In fact, no lesson about writing for the web is complete without the statement “use short sentences.”

And who is not going to use short sentences when they were cherished by Papa? Nobody. Because you don’t want Hemingway on your bad side.

Yet, instructions on how to actually write short sentences are in short supply. I aim to fix that today.

In this post, you’ll find six exercises that can help you write short, clear sentences that pack a punch — plus three tips on removing unnecessary words.

Don’t forget to download your free worksheet following the lesson. Have fun!

1. Describe a broad or complex subject in 100 words or fewer

Choose a subject you love. One you know well.

Maybe it’s quantum mechanics or the history of Western civilization.

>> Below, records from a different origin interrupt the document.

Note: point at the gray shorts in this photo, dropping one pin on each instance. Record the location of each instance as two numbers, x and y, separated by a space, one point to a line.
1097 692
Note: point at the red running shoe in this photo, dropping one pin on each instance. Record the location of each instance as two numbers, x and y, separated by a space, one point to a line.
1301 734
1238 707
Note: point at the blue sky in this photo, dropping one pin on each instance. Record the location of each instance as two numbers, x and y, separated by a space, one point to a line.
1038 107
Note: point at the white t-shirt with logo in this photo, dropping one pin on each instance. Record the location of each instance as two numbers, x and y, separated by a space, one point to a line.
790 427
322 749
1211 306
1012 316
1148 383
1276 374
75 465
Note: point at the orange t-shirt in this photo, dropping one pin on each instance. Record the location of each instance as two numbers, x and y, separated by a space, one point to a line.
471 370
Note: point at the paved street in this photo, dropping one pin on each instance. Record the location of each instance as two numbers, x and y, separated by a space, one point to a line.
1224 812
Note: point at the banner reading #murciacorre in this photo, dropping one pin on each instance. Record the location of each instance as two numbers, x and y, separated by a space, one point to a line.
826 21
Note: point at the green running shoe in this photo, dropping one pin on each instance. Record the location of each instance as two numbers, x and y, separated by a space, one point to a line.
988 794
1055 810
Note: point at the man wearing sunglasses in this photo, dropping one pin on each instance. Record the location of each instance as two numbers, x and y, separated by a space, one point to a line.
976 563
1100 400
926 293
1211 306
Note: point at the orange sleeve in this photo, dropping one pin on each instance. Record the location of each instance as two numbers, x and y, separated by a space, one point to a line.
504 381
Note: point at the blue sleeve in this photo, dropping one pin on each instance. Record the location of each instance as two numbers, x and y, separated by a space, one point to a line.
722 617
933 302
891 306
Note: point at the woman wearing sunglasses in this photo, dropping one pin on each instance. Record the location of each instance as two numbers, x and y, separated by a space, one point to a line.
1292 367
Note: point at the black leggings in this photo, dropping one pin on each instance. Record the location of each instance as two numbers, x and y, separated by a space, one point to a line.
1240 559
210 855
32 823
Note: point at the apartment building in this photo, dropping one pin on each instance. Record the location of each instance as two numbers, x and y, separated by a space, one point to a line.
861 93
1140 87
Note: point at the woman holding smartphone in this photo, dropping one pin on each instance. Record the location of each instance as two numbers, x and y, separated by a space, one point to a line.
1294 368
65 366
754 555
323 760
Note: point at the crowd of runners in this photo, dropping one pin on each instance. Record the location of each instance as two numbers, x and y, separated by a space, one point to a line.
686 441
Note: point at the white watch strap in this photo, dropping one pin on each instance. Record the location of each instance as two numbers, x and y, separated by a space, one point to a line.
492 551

It could be a current event with lots of twists and turns.

Once you’ve described the subject in 100 words or fewer, shoot for 50 words. Then 10 words.

Find a new topic, and repeat.

2. Describe a topic using only monosyllabic words

You know … monosyllabic … words created from just one syllable.

Like: bone, two, fierce, lie, spade, blow, hill, brain, dark.

Think this will be easy? It won’t.

To describe a table (a word with two syllables) I had to use 12 words (and one polysyllabic word): “Flat surface with four legs made out of wood, metal, or glass.”

Can you describe it with 12 or fewer?

You’ll probably need a thesaurus for this exercise. Then work your way through that list of monosyllabic words I listed above, starting with “bone.”

3. Write a 100-word article that contains only active verbs

Focus on the subject performing the action.

Active verbs are faster and more descriptive than if an object performs an action.

For example:

  • “Dorothy yelled at the waiter.”
  • “The rhino gored the pumpkin.”
  • “The twister devastated Joplin.”

Avoid:

  • “The waiter was yelled at by Dorothy.”
  • “The pumpkin was gored by the rhino.”
  • “Joplin was devastated by the twister.”

Those verbs are passive, and they inflate your word count.

There’s a more important reason to prefer active over passive voice: active assigns responsibility.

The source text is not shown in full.